In a bid to optimize precision and performance, researchers from the groups of Matthew Robinson and Marco Mondelli at the Institute of Science and Technology Austria (ISTA) developed an algorithm that can extract and analyze information from the world’s most extensive biobank with unprecedented accuracy and speed. Ultimately, their method, presented here using the model complex trait of human height, could advance personalized medicine in the context of diagnostics-and even further forensics.
Algorithmic innovation using human height
The team’s approach draws on the recently established mathematical framework known as "approximate message passing" (AMP), to which Mondelli has made significant contributions.
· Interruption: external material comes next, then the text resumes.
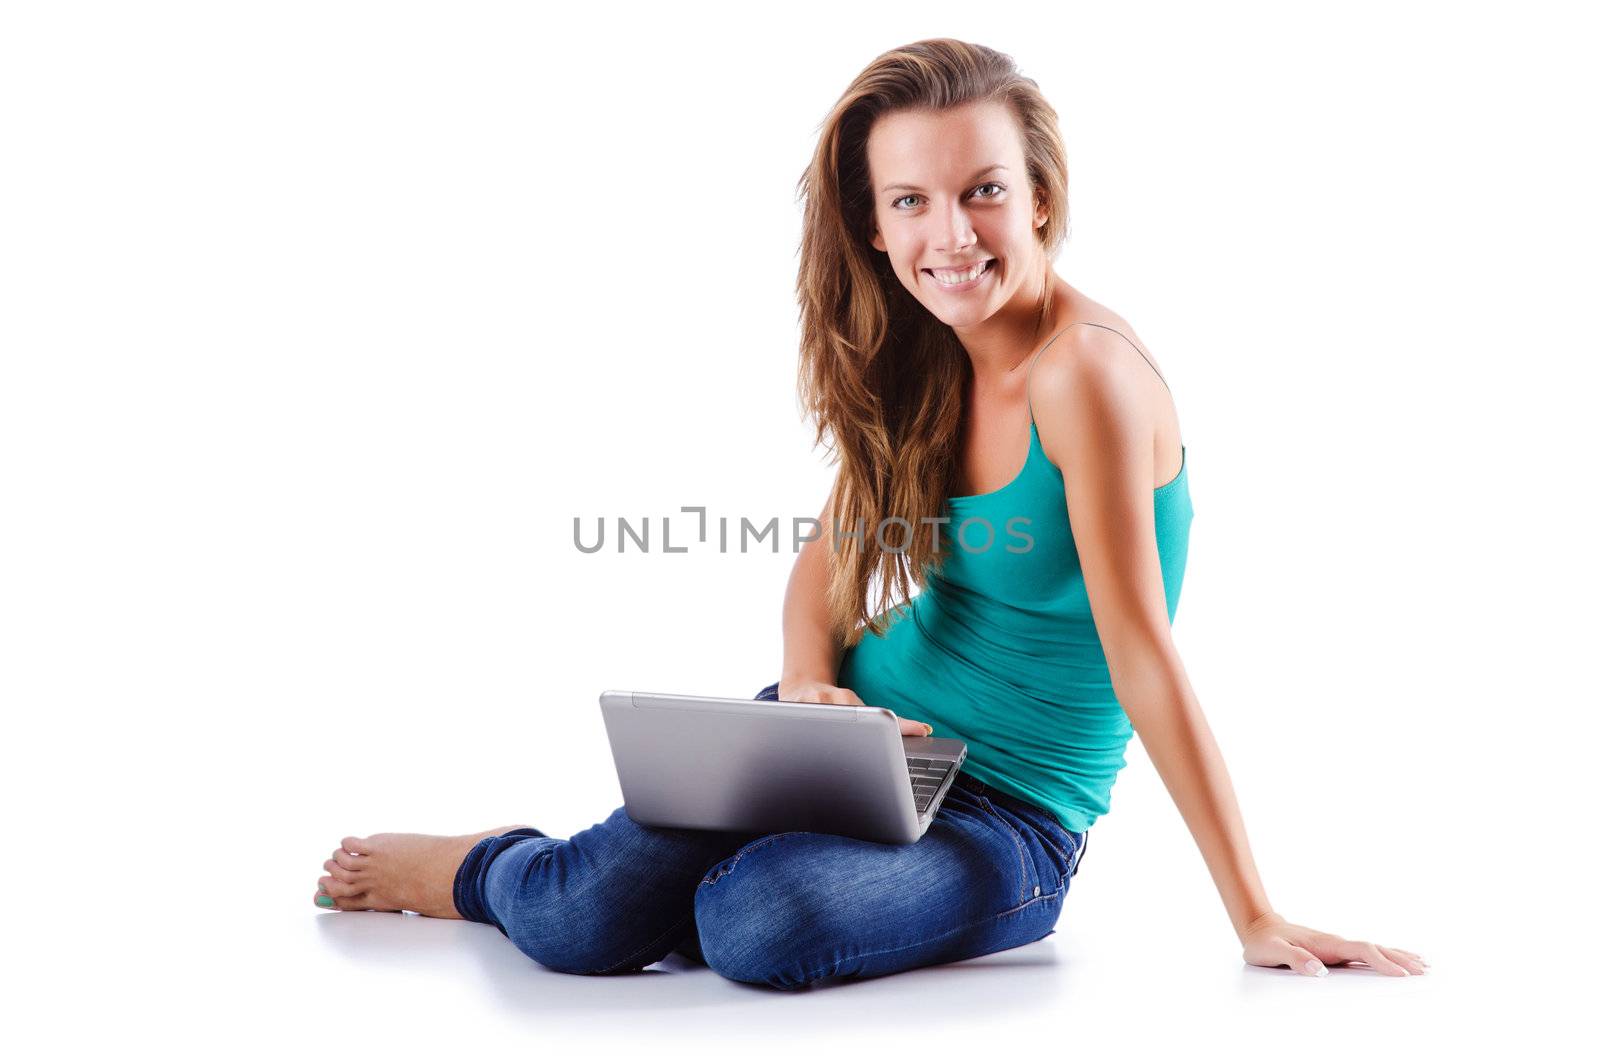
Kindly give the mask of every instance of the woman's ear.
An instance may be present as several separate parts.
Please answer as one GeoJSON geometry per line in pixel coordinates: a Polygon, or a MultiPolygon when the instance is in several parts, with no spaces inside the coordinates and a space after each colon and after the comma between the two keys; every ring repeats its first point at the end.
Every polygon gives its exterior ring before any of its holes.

Their new method, dubbed "genomic Vector Approximate Message Passing" or gVAMP, enhances the framework’s ability to extract complex information from the dataset at hand. "Whereas other methods tend to analyze one snippet at a time before combining the results, gVAMP functions as a ’joint estimation’ method. Therefore, it provides a detailed overview of the effects on a trait in the context of all variants across massive-scale genetic datasets," says ISTA PhD candidate Al Depope, the study’s first author. "We can speak of an algorithmic innovation."
To develop their method, the team chose human height, an established model for the genetic analysis of complex traits. "Examining human height allowed us to explore the limits of computational scalability with gVAMP, both in the number of genome sequences as well as the number of variants involved," says Depope. Indeed, the trait is influenced by a whopping 17 million variants, which the team could analyze simultaneously in hundreds of thousands of whole-genome sequences from anonymized volunteers contained in the UK Biobank , the world’s most comprehensive dataset of biological, health, and lifestyle information. "What I find particularly important is the interpretability of our algorithm when applied in biology. In addition to allowing us to predict people’s height from their DNA more accurately than before, it also allows us to pinpoint the specific DNA regions involved," says ISTA postdoc and co-author Jakub Bajzik.
Outperforming existing methods
When gVAMP predicts human height and the contribution of individual genetic variants, the algorithm creates this data for the first time. As a result, there is no pre-existing data on human height against which to benchmark the method. "Essentially, the question here is ’how do we know that gVAMP picked out the true variants?’" Depope explains.
From personalized medicine to forensics?
The interdisciplinary study combines expertise in information theory, mathematics, genomics, and software engineering. Bajzik’s background in computer science complemented Depope’s focus on theory and math. Robinson, who specializes in state-of-the-art statistical models for genomic data, co-supervised the project with Mondelli, who seeks to develop robust inference methods in information theory to address data-driven challenges in engineering and natural sciences.